Might Could Have Used A Little More Planning

     Jamie Carlos Hernandez, a 41-year-old Ferndale man was jailed Wednesday after he allegedly robbed a store while wearing his son's Darth Vader mask. What gave him away? The idiot forgot to put his mask on BEFORE he entered the store.
     According to Ferndale police, Hernandez entered a Get 'N Go Market convenience store around 1:35 a.m. Monday, intending to use the dark side of the force on the store clerk. He reportedly walked into the store and then fumbled with his son's Darth Vader mask while several security camera were trained on his image.
     Investigators say Hernandez initially tried to place the mask on his face backwards, as cameras recorded each dopey move.
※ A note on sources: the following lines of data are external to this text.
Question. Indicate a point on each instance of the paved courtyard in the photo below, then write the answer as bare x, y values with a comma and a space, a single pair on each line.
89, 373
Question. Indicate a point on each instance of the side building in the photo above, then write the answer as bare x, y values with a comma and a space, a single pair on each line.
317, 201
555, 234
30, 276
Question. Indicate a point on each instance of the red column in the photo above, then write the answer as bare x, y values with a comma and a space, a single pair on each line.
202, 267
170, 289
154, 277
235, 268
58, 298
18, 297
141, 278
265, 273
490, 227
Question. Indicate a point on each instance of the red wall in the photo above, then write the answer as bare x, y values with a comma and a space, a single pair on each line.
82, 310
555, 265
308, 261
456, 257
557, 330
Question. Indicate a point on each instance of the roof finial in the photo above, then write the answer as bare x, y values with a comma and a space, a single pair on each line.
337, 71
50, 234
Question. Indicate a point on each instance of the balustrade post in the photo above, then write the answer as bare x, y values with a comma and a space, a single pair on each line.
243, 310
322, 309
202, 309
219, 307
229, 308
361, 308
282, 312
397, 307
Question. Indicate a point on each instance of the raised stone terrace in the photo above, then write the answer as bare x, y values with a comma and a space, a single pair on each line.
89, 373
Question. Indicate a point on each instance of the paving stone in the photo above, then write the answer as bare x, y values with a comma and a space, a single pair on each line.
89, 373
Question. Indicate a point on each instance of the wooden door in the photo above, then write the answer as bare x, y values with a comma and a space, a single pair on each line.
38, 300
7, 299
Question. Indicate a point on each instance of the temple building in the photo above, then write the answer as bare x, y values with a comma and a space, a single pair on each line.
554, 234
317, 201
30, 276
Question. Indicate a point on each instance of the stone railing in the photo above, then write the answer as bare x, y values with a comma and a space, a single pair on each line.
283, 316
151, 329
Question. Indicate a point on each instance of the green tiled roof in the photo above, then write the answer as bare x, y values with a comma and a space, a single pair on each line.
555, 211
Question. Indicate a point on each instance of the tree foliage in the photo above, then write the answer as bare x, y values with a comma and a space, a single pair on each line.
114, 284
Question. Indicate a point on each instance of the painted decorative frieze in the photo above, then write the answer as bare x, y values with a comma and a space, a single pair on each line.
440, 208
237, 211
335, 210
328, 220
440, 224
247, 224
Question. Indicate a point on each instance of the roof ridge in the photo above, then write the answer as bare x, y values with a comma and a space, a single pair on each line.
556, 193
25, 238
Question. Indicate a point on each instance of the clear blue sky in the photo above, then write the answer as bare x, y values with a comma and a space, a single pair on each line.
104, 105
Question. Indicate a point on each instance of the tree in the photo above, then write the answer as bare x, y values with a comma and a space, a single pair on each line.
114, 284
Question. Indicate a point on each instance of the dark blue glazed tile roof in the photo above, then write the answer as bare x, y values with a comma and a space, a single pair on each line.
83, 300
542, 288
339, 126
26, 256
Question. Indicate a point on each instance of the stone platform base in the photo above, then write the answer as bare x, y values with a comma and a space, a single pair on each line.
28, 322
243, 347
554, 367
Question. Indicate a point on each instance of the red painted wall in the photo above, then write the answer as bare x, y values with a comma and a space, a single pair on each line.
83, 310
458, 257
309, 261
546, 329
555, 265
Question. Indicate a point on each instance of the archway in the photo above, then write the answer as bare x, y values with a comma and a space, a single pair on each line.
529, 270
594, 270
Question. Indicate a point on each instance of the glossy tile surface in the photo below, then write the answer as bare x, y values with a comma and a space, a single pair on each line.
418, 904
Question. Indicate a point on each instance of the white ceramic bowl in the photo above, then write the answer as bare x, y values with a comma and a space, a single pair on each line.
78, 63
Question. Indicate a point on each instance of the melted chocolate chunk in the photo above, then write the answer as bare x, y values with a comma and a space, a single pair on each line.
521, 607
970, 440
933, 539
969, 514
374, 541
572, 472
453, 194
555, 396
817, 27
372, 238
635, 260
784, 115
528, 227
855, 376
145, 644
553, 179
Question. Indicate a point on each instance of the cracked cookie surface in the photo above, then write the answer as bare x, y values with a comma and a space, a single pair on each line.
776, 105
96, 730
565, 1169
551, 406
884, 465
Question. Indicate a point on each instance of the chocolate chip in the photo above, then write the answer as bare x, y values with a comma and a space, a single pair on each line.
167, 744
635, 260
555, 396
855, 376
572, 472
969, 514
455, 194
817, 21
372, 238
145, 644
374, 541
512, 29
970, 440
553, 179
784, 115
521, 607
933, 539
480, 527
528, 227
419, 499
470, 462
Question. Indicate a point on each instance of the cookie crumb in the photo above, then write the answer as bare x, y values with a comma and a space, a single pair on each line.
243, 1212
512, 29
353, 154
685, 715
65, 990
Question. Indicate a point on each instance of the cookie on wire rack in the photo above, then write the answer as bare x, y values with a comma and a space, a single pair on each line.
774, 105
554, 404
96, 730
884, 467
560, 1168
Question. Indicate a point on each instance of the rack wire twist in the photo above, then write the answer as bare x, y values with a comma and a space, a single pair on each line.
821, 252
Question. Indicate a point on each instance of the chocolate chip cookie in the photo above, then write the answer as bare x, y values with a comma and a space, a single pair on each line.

Once he figured out which direction the mask was intended to face, he proceeded to the checkout counter where he threatened a clerk with a butcher knife, demanding cash.
     Detectives circulated pictures of Hernandez's face, taken from the surveillance video. Several anonymous tips led police to Hernandez's home, where he lives with his wife and child.
     Hernandez was booked into jail and charged with armed robbery. His bond was set at $50,000. If convicted, he could face up to life in prison.

Friday, September 17, 2010

You Did WHAT ????

     From my book, "Blue Lights and Sirens - The Lighter Side of Law Enforcement"

     Officer Hardy had worked as a dispatcher for our department for about 2 years but had his heart set on coming to patrol division.  When the opportunity came, he easily passed all the requirements and soon took his place on our shift fulfilling patrol duties.  But his one minor drawback was that he would often select the wrong word for what he was trying to say.
  
     One particular hot, late August day, a young heifer had escaped from the area stockyard and had made her way onto the very busy 4-lane that passed through our town.  Three of us, including Hardy, responded to try to corral the critter and get her back into the yard.

      For about an hour we chased the frightened animal through snake, mosquito and tick infested woods.  Assisting us were some area cowboys who came with ropes, a local vet and numerous employees of the stockyard; a couple armed with tranquilizer guns.

     The radio cracked with an announcement that the heifer had crossed back over the highway into a dry creek bed.  I ran to my car and went immediately to the area in hopes of driving the critter back toward the yard.  When I called in my position, for the benefit of those assisting, our fine, young, Officer Hardy responded so that everyone with a scanner could hear, " Unit 106 you can discontinue; we have the animal seduced".  It was my hopes that he meant "sedated".

Thursday, September 16, 2010

Where It All Began

Several years ago I began a career in law enforcement.  During that time, I personally encountered hundreds of the dumbest people in the world; or more correctly, their actions were dumb.  This blog is simply about real people, real incidents, and real stupidity.  And to be perfectly fair, many of these incidents involve police officers, deputy sheriffs, state troopers and even judges.  To preserve integrity, in some instances, only the first letter of the last name will be given. 
Many of these stories are from my yet to be published book titled, "Blue Lights and Sirens - The Lighter Side of Law Enforcement".  These are incidents that I have personal knowledge of their authenticity; I knew the people, worked with the people, and often was the culprit.
I want to thank a good friend who began my thinking of this blog, even though she wasn't aware of it. This young lady is an area attorney with a wonderful sense of humor.  She too, has a blog of a similar nature that I will provide a link for your enjoyment as well.
And that's where we begin.  I hope you enjoy the stories and the humor they provide and I hope you will become a regular follower.